スウェーデンのEricsson,米Motorola,フィンランドのNokiaがスウェーデン時間4月26日に,モバイル向けインスタント・メッセージング(IM)の取り組みで協力体制を敷くことを明らかにした。

 3社は,モバイル向けインスタント・メッセージングとプレゼンス・サービスにおける共通仕様を定義し,普及を促すためのプロジェクト「Wireless Village」を立ち上げた。3社はプロジェクトへの参加を業界に呼びかけている。

 同プロジェクトが策定する仕様は,モバイル機器間だけではなく,固定されたインターネット機器とのあいだで,インスタント・メッセージやプレゼンス情報を交換するときに用いる。ここでいうプレゼンス情報とは,ユーザーが「オンラインかオフラインか,あるいはビジー状態か」「現在位置は家か,会社か」「ユーザーの機嫌は良いか悪いか」といったことを指す。

 「携帯電話機,ページャ,PDAといったモバイル機器でのチャットやインスタント・メッセージングは互換性のある基盤が存在しない。そのため,サービスは限られたものになっている」(3社)。

 Wireless Villageはアーキテクチャやプロトコルの仕様をはじめ,テスト仕様およびツールも提供する。モバイル向けインスタント・メッセージングとプレゼンス・サービスにおける適合性と相互操作性をテストするためのプロシジャやツールを定義する。

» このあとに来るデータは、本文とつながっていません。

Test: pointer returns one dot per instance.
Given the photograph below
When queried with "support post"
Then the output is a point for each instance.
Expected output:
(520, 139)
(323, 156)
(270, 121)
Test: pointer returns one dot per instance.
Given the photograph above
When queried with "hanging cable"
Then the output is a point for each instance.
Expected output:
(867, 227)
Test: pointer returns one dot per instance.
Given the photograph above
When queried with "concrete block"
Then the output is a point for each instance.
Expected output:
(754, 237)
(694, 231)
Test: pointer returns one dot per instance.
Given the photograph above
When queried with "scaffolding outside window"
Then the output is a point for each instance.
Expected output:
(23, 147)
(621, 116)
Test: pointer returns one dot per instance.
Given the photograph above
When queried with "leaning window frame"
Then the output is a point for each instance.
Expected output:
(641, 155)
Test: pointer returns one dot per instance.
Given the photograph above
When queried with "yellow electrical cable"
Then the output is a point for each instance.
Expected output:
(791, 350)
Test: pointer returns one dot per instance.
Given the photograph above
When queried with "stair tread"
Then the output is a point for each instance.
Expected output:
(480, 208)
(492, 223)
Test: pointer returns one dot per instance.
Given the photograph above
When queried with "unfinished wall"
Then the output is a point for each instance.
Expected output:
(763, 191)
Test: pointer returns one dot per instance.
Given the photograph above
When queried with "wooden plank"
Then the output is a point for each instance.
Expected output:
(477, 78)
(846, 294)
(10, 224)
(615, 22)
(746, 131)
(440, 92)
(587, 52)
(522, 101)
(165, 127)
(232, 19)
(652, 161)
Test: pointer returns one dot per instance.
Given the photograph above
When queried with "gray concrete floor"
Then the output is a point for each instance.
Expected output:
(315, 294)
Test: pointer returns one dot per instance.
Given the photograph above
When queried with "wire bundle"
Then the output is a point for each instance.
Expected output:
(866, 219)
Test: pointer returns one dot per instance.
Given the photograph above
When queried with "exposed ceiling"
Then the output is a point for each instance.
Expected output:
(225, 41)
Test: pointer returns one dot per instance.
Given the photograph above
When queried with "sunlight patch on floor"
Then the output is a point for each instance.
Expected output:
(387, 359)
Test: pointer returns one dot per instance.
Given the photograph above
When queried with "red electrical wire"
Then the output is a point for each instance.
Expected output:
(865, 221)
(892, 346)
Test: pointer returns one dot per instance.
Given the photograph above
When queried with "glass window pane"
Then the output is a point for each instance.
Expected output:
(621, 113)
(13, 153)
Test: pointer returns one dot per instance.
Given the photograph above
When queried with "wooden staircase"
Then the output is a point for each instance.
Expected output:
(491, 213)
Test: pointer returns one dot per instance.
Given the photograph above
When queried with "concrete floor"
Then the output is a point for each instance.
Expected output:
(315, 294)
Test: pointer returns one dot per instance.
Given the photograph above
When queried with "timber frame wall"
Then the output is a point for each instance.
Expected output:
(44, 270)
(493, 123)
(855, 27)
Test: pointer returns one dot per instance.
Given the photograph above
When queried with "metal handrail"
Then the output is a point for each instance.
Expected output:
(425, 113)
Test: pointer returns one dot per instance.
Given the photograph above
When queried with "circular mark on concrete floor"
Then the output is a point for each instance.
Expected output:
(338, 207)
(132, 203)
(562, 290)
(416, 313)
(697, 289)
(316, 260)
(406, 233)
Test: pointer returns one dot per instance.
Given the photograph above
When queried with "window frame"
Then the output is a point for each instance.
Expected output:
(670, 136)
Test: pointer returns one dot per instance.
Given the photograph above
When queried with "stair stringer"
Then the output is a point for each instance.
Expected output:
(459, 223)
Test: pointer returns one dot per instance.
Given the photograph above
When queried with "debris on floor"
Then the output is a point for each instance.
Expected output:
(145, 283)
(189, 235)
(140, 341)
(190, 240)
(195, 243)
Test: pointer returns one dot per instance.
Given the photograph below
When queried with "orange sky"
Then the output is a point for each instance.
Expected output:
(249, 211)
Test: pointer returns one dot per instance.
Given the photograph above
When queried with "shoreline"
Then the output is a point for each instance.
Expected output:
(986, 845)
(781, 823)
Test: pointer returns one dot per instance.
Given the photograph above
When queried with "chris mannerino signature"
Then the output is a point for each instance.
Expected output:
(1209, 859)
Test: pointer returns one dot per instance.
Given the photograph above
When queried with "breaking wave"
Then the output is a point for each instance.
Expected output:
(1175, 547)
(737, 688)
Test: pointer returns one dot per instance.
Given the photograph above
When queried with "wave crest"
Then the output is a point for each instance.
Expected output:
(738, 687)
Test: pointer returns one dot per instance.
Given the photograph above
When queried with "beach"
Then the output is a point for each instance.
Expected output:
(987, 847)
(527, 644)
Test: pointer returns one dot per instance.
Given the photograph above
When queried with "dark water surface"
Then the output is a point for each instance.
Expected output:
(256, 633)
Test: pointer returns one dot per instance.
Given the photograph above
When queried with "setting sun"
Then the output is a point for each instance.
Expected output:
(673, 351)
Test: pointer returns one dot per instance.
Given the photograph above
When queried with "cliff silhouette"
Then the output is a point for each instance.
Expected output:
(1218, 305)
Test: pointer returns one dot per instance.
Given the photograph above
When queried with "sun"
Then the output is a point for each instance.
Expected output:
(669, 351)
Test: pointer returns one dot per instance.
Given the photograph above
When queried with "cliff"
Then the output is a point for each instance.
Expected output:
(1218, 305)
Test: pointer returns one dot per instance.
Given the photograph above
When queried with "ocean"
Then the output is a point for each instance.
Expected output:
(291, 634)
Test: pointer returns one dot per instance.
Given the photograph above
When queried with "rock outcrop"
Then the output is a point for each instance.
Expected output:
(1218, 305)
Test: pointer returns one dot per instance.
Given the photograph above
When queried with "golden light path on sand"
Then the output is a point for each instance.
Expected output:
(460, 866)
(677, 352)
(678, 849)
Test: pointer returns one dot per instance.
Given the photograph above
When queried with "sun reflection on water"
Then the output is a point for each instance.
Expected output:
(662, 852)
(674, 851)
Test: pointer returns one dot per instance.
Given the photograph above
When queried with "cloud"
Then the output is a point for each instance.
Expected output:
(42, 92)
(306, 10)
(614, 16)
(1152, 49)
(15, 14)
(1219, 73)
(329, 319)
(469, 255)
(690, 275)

 インスタント・メッセージングは,SMS (Short Messaging Services),MMS (Multimedia Messaging Services),WAP (Wireless Application Protocol),SIP (Session Initiation Protocol),XML (Extensible Markup Language)などのプロトコルや標準規格をベースにする。ユーザー認証やアクセス制御といったセキュリティ機能にも対応させる。第2世代(2G)と第2.5世代(2.5G)のほか,第3世代(3G)無線ネットワークでの用途を視野に入れる。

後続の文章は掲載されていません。